International Nuclear Event Scale

From Wikipedia, the free encyclopedia

The International Nuclear Event Scale (INES) was introduced by the International Atomic Energy Agency (IAEA) in order to enable prompt communication of safety significance information in case of nuclear accidents. A number of criteria and indicators are defined to assure coherent reporting of nuclear events by different official authorities. There are 7 levels on the INES scale:

7
Major accident
(maximum credible accident)
6
Serious accident
5
Accident with off-site risk
4
Accident without off-site risk
3
Serious incident
2
Incident
1
Anomaly
0
Deviation, no safety relevance

Contents

The level on the scale is determined by the highest of three scores: Off site effects, on site effects, and Defence in depth degradation.
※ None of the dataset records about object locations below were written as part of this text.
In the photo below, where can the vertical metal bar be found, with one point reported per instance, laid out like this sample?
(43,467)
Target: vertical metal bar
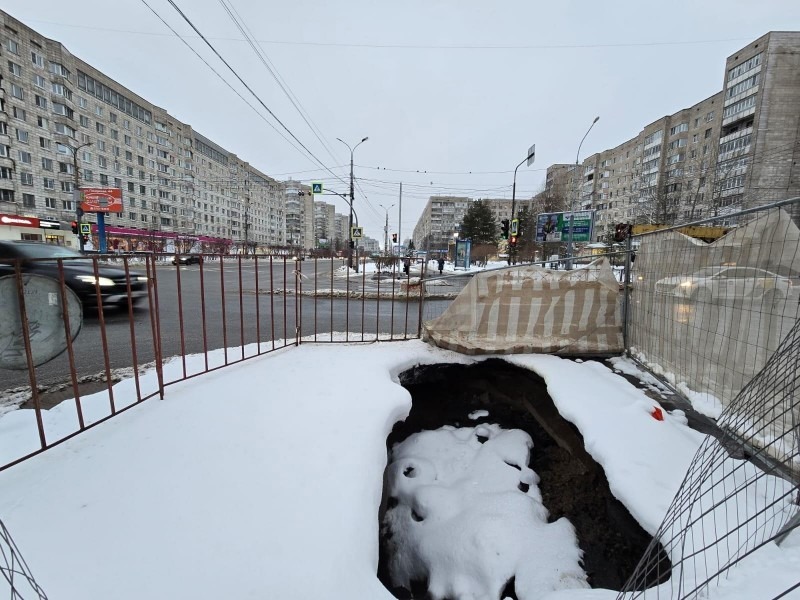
(298,290)
(626,296)
(203,313)
(285,336)
(315,298)
(103,336)
(363,293)
(421,295)
(391,321)
(26,339)
(62,289)
(155,321)
(132,326)
(224,311)
(180,315)
(258,307)
(272,299)
(241,307)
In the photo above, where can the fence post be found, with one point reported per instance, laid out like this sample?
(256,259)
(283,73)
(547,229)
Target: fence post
(627,291)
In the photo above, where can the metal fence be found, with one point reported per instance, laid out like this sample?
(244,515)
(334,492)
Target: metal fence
(189,318)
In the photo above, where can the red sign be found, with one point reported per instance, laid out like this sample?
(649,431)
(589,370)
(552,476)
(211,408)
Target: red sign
(101,199)
(17,221)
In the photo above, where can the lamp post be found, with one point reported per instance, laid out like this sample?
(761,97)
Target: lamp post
(76,195)
(529,160)
(386,229)
(352,198)
(572,204)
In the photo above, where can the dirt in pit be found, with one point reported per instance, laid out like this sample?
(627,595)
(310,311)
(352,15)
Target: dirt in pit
(572,484)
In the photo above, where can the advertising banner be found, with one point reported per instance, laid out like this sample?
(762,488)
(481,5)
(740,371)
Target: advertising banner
(101,199)
(554,227)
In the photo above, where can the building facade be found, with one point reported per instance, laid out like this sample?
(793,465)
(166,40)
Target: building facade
(63,125)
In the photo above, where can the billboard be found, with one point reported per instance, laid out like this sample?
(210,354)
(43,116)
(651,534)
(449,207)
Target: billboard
(554,227)
(101,199)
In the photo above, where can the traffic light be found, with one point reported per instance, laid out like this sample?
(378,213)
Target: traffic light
(504,224)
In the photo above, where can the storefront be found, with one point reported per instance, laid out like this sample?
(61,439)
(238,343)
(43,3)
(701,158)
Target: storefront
(16,227)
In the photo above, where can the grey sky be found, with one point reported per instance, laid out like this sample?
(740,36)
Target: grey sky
(457,89)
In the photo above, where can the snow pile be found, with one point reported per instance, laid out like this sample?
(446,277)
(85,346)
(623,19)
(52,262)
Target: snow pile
(465,514)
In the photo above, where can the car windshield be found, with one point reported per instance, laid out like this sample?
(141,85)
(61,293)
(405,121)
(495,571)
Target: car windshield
(47,251)
(707,272)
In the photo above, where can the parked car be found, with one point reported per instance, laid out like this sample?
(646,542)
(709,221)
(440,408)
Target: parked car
(79,274)
(727,284)
(187,259)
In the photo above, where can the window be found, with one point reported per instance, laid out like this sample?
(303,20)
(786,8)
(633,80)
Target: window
(63,109)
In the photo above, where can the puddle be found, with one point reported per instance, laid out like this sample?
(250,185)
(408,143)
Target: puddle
(572,484)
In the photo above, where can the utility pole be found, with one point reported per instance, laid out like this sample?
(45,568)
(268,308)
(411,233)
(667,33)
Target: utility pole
(76,194)
(352,199)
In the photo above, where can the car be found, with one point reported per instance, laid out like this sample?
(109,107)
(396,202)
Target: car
(187,259)
(79,272)
(722,284)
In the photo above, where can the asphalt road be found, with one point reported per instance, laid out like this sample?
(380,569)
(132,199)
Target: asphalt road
(217,305)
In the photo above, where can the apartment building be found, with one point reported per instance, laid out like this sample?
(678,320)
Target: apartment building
(439,221)
(63,123)
(735,149)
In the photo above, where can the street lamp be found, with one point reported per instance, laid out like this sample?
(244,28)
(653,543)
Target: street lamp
(572,204)
(352,198)
(386,229)
(529,160)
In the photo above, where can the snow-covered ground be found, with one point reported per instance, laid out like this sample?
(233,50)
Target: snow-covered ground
(264,479)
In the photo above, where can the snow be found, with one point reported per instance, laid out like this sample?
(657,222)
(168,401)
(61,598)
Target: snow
(264,480)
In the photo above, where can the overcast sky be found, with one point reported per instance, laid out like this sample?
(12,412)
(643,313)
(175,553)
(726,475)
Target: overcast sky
(451,94)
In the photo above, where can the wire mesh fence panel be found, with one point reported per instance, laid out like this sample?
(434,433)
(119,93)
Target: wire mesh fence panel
(742,490)
(707,316)
(18,576)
A large off-site impact, widespread health and environmental effects. Example: Chernobyl disaster (former Soviet Union) in the Ukraine - 1986. An example of a non nuclear accident which is about the same in magnitude would be the Bhopal disaster where thousands of deaths occurred off site.
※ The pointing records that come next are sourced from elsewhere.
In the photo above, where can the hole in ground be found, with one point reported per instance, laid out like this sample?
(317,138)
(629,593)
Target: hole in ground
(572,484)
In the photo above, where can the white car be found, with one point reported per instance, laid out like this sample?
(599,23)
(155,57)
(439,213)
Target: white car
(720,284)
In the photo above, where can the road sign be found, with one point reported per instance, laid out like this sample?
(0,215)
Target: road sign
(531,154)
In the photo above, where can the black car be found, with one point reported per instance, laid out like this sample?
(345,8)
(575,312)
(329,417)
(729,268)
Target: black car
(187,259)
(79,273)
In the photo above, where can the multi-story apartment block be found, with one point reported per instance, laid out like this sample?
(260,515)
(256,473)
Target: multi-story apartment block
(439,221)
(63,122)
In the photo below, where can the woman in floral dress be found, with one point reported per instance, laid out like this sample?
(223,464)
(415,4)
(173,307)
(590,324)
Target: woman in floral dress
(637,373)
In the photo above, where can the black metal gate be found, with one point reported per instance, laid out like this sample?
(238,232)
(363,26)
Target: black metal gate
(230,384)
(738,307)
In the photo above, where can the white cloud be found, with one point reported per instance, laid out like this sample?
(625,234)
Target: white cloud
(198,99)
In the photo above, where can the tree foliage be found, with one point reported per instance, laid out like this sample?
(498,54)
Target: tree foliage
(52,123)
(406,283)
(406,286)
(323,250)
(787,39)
Significant off-site release, likely to require full implementation of planned countermeasures. Example: Mayak (former Soviet Union) - 1957.

Limited off-site release, likely to require partial implementation of planned countermeasures. Example: Windscale fire (United Kingdom)- 1957

or

Severe damage to a reactor core/radiological barriers. Example: Three Mile Island accident (United States) - 1979.
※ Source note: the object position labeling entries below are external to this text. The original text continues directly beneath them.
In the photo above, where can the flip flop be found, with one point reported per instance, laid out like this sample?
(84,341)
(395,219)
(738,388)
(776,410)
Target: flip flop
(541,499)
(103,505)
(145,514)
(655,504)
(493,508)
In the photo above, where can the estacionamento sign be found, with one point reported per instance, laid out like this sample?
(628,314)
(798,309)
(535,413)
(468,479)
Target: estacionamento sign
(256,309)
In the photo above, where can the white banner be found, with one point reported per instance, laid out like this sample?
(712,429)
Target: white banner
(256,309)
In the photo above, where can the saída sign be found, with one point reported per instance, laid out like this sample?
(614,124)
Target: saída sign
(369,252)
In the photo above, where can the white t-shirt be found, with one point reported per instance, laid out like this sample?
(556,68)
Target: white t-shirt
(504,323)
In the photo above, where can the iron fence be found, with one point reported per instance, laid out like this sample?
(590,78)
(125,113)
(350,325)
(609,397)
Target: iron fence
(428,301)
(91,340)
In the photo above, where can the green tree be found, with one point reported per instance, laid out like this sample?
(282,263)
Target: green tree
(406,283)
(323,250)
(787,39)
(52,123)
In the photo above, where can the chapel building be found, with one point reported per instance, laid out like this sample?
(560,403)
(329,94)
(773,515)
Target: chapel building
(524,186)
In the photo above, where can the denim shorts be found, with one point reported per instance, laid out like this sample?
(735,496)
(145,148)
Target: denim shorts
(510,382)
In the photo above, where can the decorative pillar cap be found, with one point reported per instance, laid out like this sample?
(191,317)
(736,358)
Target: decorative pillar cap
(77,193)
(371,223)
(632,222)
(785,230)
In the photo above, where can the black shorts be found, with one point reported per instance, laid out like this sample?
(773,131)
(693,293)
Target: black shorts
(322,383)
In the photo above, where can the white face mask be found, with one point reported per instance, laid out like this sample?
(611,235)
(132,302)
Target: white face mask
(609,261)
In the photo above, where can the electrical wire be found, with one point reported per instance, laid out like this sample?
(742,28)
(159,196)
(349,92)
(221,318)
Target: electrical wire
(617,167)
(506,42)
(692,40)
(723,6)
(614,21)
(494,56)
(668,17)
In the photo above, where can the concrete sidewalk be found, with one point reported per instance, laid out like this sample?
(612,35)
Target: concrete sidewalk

Minor off-site impact resulting in public exposure of the order of the prescribed limits.

or

Significant damage to a reactor core/radiological barriers or the fatal exposure of a worker.

Examples: Sellafield (United Kingdom) - 5 incidents 1955 to 1979[1], Saint-Laurent (France) - 1980, Buenos Aires (Argentina) - 1983, Tokai (Japan) - 1999.

A very small off-site impact, public exposure at levels below the prescribed limits.

or

Severe spread of contamination on-site and/or acute health effects to a worker(s).

or

It is a "near accident" event, when no safety layers are remaining.

Examples: THORP plant Sellafield (United Kingdom) - 2005.

This is an incident with no off-site impact, a significant spread of contamination on-site may have occurred.

or

Overexposure of a worker.

or

Incidents with significant failures in safety provisions.

Examples: The Forsmark Nuclear Power Plant (Sweden) - July 2006 incident.

This is an anomaly beyond the authorized operating regime.

This is a "below-scale event" of no safety significance.

There are also events of no safety relevance, characterized as "out of scale".